13 months ago by
Republic of Ireland
Buenas tardes amigo/a,
In order to better understand the batch correction methods, I highly recommend reading the following manuscript two or three times:
The conclusion that you should get from reading this is that correcting for batch directly with programs like ComBat is best avoided. If at all possible, include batch as a covariate in all of your statistical models / tests. Programs like DESeq2 allow you to include batch (like any other factor) as a covariate during normalisation.
Edit 1: 17th June 2018.
It should be pointed out that there is a difference between modelling a batch effect and directly modifying counts in order to counteract a batch effect. Programs like ComBat aim to directly modify your counts in an attempt to eliminate batch effects (it literally 'subtracts' out the modelled effect, which can result in the infamous negative values after employing ComBat). After employing ComBat, statistical tests are conducted on the modified counts, with batch not appearing in the design formula.

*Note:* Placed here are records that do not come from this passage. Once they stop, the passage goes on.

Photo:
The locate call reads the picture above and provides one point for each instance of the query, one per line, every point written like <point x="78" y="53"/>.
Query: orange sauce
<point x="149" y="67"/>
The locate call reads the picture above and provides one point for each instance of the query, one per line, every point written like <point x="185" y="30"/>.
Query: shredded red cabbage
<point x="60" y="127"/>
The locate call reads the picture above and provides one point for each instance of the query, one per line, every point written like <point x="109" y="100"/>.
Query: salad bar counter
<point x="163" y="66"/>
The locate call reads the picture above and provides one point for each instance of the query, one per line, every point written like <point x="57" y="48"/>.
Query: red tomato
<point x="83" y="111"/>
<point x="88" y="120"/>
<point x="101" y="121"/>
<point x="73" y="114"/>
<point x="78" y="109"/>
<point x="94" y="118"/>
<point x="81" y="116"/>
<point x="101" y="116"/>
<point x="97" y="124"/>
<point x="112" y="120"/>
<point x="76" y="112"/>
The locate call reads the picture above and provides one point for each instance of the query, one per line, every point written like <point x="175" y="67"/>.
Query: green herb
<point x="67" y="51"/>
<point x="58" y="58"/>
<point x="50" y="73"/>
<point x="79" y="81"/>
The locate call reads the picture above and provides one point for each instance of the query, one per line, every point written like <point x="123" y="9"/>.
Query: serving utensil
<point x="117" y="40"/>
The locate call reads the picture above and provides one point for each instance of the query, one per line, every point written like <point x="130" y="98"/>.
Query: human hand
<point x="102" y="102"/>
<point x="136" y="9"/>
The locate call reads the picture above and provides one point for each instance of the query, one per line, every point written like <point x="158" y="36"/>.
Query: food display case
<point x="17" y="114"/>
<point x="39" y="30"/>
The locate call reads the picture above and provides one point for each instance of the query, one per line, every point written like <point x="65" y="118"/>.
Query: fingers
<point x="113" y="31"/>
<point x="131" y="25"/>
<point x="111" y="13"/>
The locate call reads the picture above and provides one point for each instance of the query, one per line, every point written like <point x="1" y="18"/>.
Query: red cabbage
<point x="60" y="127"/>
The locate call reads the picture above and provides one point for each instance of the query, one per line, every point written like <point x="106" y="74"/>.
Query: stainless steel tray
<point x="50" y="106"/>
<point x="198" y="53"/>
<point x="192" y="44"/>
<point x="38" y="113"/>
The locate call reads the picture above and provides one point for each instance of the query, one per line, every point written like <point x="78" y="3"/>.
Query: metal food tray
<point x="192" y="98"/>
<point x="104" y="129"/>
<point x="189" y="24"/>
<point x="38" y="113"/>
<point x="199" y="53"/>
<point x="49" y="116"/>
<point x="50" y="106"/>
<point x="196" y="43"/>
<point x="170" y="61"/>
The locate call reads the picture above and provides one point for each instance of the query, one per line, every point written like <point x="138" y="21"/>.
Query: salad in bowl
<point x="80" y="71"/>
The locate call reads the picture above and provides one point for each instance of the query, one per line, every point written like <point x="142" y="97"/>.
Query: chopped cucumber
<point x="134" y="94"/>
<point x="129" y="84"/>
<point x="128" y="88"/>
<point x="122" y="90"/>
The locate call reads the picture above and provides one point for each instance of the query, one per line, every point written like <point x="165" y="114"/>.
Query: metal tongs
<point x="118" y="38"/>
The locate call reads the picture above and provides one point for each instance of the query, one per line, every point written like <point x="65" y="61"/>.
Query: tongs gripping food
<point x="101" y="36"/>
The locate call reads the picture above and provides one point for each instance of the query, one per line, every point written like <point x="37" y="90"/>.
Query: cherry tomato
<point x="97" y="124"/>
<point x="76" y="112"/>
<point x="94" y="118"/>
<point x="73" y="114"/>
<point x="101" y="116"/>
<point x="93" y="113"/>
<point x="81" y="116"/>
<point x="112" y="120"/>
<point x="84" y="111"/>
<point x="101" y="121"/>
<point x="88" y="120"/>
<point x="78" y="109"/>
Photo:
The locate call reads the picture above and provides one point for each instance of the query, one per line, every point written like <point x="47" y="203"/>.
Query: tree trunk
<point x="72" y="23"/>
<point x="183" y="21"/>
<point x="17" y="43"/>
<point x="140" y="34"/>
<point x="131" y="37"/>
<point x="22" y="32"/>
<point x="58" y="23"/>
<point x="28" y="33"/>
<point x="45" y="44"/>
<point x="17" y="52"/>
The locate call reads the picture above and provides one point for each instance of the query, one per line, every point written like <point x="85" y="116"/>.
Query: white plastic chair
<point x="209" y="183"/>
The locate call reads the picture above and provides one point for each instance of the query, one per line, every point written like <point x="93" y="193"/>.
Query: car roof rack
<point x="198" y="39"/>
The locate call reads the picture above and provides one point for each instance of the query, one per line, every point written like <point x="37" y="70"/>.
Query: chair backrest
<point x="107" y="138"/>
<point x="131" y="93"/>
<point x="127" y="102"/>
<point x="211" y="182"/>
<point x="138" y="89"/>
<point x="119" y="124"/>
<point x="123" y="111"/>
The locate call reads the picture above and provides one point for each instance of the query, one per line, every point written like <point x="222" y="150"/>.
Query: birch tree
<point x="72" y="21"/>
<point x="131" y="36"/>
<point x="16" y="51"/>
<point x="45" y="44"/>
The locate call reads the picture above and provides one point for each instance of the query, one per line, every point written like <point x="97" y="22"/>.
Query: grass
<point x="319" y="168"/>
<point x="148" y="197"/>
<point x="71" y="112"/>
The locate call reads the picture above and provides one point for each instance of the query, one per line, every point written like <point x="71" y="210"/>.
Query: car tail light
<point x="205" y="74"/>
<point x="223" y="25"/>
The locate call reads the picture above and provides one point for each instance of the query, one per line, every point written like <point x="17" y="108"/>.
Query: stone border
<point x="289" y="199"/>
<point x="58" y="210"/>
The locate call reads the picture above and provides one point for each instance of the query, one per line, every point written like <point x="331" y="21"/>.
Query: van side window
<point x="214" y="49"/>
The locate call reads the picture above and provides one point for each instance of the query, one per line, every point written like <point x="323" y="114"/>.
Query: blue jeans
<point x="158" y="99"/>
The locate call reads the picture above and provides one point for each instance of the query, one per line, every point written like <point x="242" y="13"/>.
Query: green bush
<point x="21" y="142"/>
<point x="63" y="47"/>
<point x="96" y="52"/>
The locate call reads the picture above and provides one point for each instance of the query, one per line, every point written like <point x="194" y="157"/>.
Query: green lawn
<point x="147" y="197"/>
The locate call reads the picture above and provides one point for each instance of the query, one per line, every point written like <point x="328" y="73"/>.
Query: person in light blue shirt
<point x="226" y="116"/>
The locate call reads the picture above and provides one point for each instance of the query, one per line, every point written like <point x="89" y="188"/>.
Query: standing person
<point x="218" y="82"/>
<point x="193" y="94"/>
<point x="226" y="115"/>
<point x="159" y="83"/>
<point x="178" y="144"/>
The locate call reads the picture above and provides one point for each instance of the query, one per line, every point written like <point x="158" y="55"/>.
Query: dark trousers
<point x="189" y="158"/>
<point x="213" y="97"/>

However, by including 'batch' as a covariate in design formulae for the purposes of differential expression analysis, one is simply modelling the effect sizes of the batch (without actually adjusting your raw or normalised counts), which are then used to adjust the statistical inferences when calculating p-values for your condition of interest. This does not modify the underlying data. In DESeq2, however, the
rld() transformations can adjust the actual transformed counts based on batch (and anything else in your design formula) by setting
blind=FALSE, and this is the recommended procedure by Michael Love when the aim is to use the transformed counts for downstream analyses.
Edit 2: 17th June 2018.
Between ComBat and the
removeBatchEffects() function from limma, I would use the limma function.